Pandemic illuminates need for eating disorder resources
Panic buying by the masses cleared a few safety foods from stores
(WDBJ) - As Virginia prepares to move into Phase III of reopening, many aspects of life have changed for the foreseeable future. For those that suffer from an eating disorder, the pandemic not only created new obstacles, but also amplified the need for more resources in Southwest Virginia.
Angel Spangler has been recovering from an eating disorder for a little more than a year. The Floyd resident became anorexic in college, then periodically rewarded herself for stints of starving with a binge. That lasted for 16 years.

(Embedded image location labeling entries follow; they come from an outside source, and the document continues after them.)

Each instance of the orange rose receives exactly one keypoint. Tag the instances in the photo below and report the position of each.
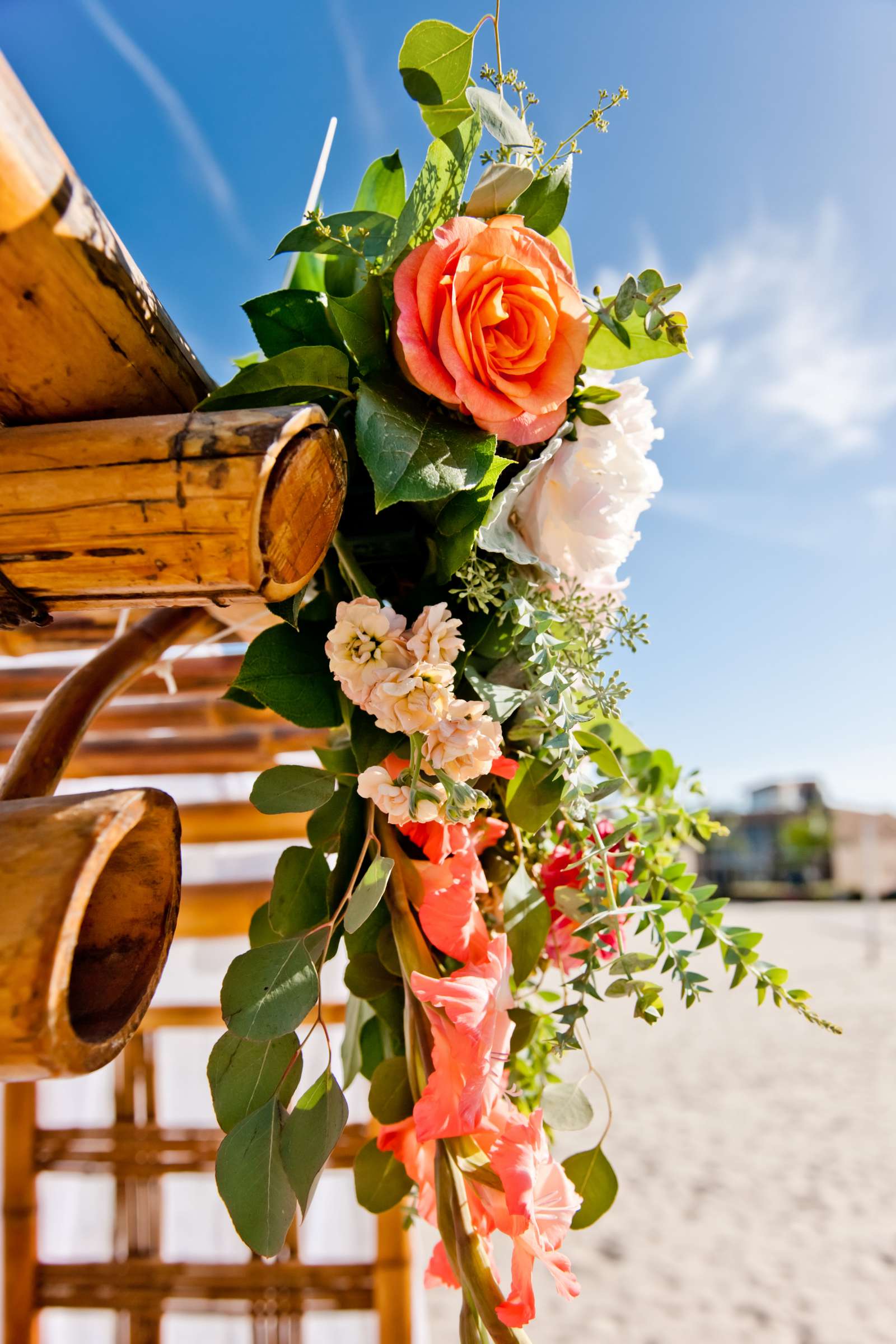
(488, 319)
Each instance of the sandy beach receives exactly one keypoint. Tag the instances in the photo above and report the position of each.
(757, 1159)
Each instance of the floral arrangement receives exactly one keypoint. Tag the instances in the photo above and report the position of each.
(496, 852)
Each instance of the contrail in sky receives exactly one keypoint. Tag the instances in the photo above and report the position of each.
(179, 118)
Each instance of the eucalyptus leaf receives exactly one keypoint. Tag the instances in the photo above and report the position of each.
(527, 921)
(381, 1180)
(253, 1183)
(595, 1180)
(292, 788)
(435, 61)
(269, 991)
(501, 699)
(534, 795)
(245, 1074)
(390, 1097)
(383, 187)
(288, 673)
(289, 318)
(499, 119)
(497, 187)
(543, 205)
(412, 449)
(368, 893)
(293, 377)
(311, 1135)
(566, 1107)
(362, 326)
(298, 892)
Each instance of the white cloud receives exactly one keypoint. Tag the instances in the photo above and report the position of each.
(179, 118)
(789, 335)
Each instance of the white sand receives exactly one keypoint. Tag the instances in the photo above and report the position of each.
(757, 1159)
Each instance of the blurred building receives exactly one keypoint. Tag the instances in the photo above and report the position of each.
(790, 843)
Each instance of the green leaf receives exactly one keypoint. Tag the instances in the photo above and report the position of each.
(595, 1180)
(436, 195)
(435, 61)
(632, 962)
(391, 1099)
(297, 375)
(361, 321)
(325, 823)
(367, 978)
(358, 1011)
(561, 240)
(269, 991)
(308, 239)
(381, 1182)
(499, 119)
(370, 744)
(606, 351)
(298, 893)
(543, 205)
(289, 318)
(460, 518)
(501, 699)
(412, 449)
(601, 753)
(383, 187)
(566, 1107)
(497, 187)
(253, 1183)
(368, 893)
(260, 929)
(245, 1074)
(289, 674)
(534, 795)
(311, 1135)
(446, 118)
(527, 920)
(292, 788)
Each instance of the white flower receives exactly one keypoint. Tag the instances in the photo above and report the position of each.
(394, 799)
(412, 699)
(436, 635)
(580, 511)
(465, 743)
(366, 642)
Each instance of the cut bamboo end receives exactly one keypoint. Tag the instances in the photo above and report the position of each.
(170, 510)
(92, 888)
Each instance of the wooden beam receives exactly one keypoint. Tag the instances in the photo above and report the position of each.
(213, 823)
(210, 675)
(170, 508)
(82, 334)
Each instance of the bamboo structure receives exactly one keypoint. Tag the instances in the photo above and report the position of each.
(170, 508)
(82, 334)
(78, 964)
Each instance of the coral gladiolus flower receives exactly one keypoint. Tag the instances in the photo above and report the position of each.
(488, 319)
(470, 1047)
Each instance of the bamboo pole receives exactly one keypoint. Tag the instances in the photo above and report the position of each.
(170, 508)
(82, 333)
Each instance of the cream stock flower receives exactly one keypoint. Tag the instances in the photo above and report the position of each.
(412, 699)
(436, 635)
(366, 642)
(580, 512)
(464, 743)
(394, 799)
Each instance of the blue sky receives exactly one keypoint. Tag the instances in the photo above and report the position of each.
(753, 163)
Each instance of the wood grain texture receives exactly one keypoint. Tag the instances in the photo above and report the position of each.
(82, 335)
(92, 886)
(166, 510)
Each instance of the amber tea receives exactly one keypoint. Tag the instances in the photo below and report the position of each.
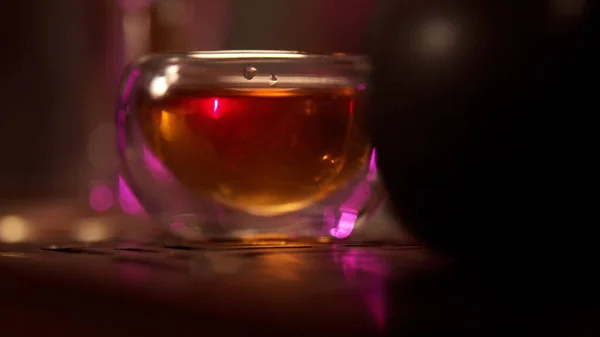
(265, 152)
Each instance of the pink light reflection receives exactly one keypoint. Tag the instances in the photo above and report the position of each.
(372, 285)
(344, 227)
(215, 108)
(372, 175)
(101, 198)
(128, 202)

“I didn’t have to eat. I could drink my coffee, I could drink that soda, and I could just keep on going,” Spangler said.
“Her breaking point came last year, at her grandmother’s funeral.
“I was on the brink of death. I could have lived two more hours, or two more days,” she said.
When Spangler’s parents took her to the hospital, she needed blood transfusions, her vital organs were shutting down, and her heart was collapsing.
“Having to face my parents, and having them cry,” she recalled. “My family had to push me away. I wouldn’t let them in, and they couldn’t just watch me waste away. If I was going to choose to die, then I had to choose to die by myself.”
She chose in-patient treatment at Veritas Collaborative, a facility in Durham, North Carolina. Today her food intake and her outlook on life are much different.
However, the pandemic posed new challenges. One was a shortage of safety foods. Those are two to three items that someone recovering from anorexia feels comfortable eating. Panic buying cleared some of those foods off store shelves.
“You can’t just go to the store and pick up something, you have to plan ahead,” Spangler said. “By the time you get to making that meal, it’s not what I want, so hey, I don’t even have to eat.”
The pandemic also brought a renewed emphasis on cooking at-home, jokes about gaining “the quarantine 15,” and isolation.
“Picture a bully living in your head,” Tina Renick, a registered dietician-nutritionist with Nutrition Counseling Roanoke, said.
Renick is Spangler’s nutritionist. She says treatment for all her clients has been complicated due to social distancing.
“I like to get a blind weight, so not physically being able to lay eyes on them has been difficult,” Renick said.
Counseling is impacted as well. Laura Guise, a licensed clinical social worker with Thriveworks in Lynchburg, says as sessions moved online, video conferencing created it’s own set of problems.
“Somebody who has body dysmorphia and sees themselves in a way that is less than favorable is now doing a clinical session where they now have a video camera showing them back what they look like, which can often cause an incredible amount of increased anxiety,” Guise said.
However, both Guise and Renick say the pandemic helped their clients by connecting them to nationwide resources. Those include meal delivery, podcasts and virtual support groups. That is crucial, they say, because of a lack of resources in Southwest Virginia.
“Specialists, in terms of physicians and in terms of dietitians, are slim,” Guise said.
Renick says in the Roanoke Valley and the New River Valley there are no in-person support groups, fewer than a dozen dietitians and therapists, and no formal in-patient or intensive out-patient care programs within three hours.
“Since I’ve been working in the area, it’s been a very underserved area,” she said.
Spangler hopes going forward, one thing the pandemic will bring is an understanding of the need for those services.
“I’m praying that this pandemic shows people, therapists out there, that they need to move toward the rural areas,” she said. “It’s not just the cities that have these problems.”
With Phase III of reopening, local specialists will be providing a combination of telehealth and in-person treatment depending on patient and provider preference.